Potato farmers in Kenya are in no rush to sell. A 2SCALE initiative, co-funded by the Irish embassy, is helping to build low-cost stores, allowing farmers to store their harvest until prices are more favorable. Two months of storage (rather than selling immediately after harvest) increases prices by 100 to 150%, and profits by even more.

Eleven stores have been completed. Four more will be built in 2017; three sites have been identified and discussions are ongoing with the communities, who will provide land, labor, and timber for construction. In May, field teams interviewed members of eight farmer groups to assess the impact of the potato stores on the local economy. Feedback was almost entirely positive.

For example, the Kianjogu-Kiambogo farmer group in Nyeri county has won a contract to supply a potato cannery, simply because they had a store and could aggregate efficiently. The group is negotiating similar contracts with other processors. The Kirimara group in Meru is being held up as an example by the county government. The group is expanding storage capacity, and is in discussions with a European investor who could provide financing to set up a small factory to produce potato crisps.

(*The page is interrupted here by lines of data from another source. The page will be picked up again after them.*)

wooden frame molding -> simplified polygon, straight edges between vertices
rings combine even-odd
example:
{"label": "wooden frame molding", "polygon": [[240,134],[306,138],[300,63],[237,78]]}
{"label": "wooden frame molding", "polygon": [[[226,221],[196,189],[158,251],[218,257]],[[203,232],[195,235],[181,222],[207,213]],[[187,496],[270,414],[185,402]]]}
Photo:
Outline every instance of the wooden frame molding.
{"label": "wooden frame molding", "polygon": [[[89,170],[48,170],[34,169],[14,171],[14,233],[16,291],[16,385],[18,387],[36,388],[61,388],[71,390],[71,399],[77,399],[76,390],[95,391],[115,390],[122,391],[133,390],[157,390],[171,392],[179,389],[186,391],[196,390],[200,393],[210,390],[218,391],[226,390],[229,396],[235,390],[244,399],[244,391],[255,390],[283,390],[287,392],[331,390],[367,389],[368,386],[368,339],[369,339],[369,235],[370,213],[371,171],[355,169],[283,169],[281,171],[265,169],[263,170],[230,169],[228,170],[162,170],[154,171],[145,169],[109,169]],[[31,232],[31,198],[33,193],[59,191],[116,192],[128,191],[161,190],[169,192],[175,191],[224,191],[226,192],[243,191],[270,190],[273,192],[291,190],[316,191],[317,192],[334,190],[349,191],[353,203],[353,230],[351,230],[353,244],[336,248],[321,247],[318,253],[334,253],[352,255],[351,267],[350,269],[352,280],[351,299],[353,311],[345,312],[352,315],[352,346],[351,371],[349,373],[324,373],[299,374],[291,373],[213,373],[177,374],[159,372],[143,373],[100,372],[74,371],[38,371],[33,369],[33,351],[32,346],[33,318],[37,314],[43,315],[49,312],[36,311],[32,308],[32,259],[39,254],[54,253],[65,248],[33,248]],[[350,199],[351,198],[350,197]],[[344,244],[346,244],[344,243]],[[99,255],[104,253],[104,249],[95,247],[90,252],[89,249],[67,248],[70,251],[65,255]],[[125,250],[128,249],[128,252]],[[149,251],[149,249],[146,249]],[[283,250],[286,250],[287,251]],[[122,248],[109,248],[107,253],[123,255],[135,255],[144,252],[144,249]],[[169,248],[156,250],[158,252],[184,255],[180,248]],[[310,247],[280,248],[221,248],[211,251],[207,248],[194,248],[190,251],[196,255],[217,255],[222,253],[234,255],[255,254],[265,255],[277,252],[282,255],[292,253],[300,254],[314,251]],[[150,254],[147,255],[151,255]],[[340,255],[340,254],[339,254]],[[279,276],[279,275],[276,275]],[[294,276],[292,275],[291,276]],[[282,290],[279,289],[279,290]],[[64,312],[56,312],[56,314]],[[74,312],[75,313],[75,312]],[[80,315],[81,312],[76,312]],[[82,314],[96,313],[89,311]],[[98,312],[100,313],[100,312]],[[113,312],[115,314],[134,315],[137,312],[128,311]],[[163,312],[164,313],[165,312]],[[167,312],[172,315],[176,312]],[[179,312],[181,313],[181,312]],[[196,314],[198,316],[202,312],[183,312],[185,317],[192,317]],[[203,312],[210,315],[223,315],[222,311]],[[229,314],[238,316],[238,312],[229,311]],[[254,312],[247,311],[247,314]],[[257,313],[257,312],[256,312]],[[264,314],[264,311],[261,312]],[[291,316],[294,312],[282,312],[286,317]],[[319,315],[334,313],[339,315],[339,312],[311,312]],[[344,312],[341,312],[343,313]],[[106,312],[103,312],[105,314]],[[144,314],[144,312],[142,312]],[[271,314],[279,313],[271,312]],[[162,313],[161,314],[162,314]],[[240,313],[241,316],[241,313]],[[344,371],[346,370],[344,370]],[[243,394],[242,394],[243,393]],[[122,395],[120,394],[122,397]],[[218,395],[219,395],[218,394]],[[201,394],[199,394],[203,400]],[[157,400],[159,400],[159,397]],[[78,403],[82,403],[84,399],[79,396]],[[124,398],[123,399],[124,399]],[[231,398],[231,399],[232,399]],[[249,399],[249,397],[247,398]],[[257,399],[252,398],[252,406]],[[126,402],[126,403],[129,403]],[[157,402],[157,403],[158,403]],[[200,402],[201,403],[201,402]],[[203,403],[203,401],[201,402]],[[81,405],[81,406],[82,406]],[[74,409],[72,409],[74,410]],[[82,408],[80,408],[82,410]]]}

The storage program is part of a package of interventions. New varieties have been introduced, with specific characteristics to meet the requirements of different markets, e.g. chips vs crisps vs table potatoes. More than 1,600 farmers have been trained on production, storage and handling methods. Fertilizer blends, specially formulated for potato, are being tested by farmer groups in three counties.

Photo: “Potato store, capacity 40 tons, built locally from local materials.”